Her description of the task at hand—supplying a global infrastructure and systems to more than 75 posts around the world, many in decidedly low- or no-tech regions, on a shoestring budget—sounds vaguely reminiscent of MacGyver: “We really do some sophisticated work,” she says. “But sometimes I feel like we’re holding it all together with wire and sealing wax. I always say, ‘Imagine yourself running an IT organization where one-third of your offices don’t have power 24 hours a day. And during the rainy season it could be as little as four hours a day.’”
Despite the technical obstacles, it has become increasingly important for the organization’s roughly 8,500 volunteers to have access to the information superhighway, even in rural areas, Andrews explains. “There are tremendous opportunities to use media in new ways in terms of instructional design and [to] share it collaboratively,” she says. “When you work in a post, you’re assigned to a project; it may be farming, business development or helping a village build a composting site, and there are always language challenges. Some of our young volunteers have built videos of instructions on how to graft a tree, for example. They can watch the video and then teach it, or if that doesn’t get [it] across, they can show the video [to the community]. They’re doing very clever things.”
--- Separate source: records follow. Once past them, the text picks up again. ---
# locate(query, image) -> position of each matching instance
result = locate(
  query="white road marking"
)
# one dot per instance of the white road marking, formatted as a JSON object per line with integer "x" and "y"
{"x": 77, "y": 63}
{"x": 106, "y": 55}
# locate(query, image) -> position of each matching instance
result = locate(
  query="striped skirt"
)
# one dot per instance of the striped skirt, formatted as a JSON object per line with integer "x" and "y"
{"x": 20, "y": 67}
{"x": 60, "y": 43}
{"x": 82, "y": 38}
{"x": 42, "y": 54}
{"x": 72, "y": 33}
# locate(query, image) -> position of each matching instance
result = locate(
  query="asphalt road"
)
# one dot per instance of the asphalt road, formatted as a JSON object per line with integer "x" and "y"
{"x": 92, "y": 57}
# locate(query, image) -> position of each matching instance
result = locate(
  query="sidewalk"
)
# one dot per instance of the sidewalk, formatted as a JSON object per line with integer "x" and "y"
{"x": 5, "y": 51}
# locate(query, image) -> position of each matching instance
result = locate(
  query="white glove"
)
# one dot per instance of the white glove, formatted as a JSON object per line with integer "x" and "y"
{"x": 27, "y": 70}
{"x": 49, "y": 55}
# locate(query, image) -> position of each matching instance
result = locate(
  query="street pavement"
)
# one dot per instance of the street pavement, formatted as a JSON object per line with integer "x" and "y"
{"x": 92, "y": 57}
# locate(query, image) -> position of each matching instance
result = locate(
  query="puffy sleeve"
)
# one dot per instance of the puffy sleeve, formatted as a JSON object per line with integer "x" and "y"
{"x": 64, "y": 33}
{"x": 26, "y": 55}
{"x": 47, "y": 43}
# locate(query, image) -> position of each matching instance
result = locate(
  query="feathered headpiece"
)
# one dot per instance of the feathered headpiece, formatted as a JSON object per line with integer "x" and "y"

“I decided life had to be an adventure, and you must do the things you want to do.”
In a sense, the new CIO and her team are helping to reinvent the Peace Corps for the 21st century. Not coincidentally, Andrews’ August 2010 White House appointment to the position has enabled some professional reinvention as well—and that’s what she does best. Only a decade ago, she wrote her dissertation on midlife career change and became the first graduate of the University of Baltimore’s Doctor of Communications Design program. Today, the former computer programmer, management consultant, business owner, author, professor and (short-term) retiree is a staunch proponent of change.
“I decided life had to be an adventure, and you must do the things you want to do,” says Andrews, who remembers thinking that the CIO’s job description—an ideal fit for her background in both network theory and change management—“sounded like fun.”
“It’s a classic leadership role for building business relationships, changing attitudes about IT and managing,” she says. “It’s the perfect job.”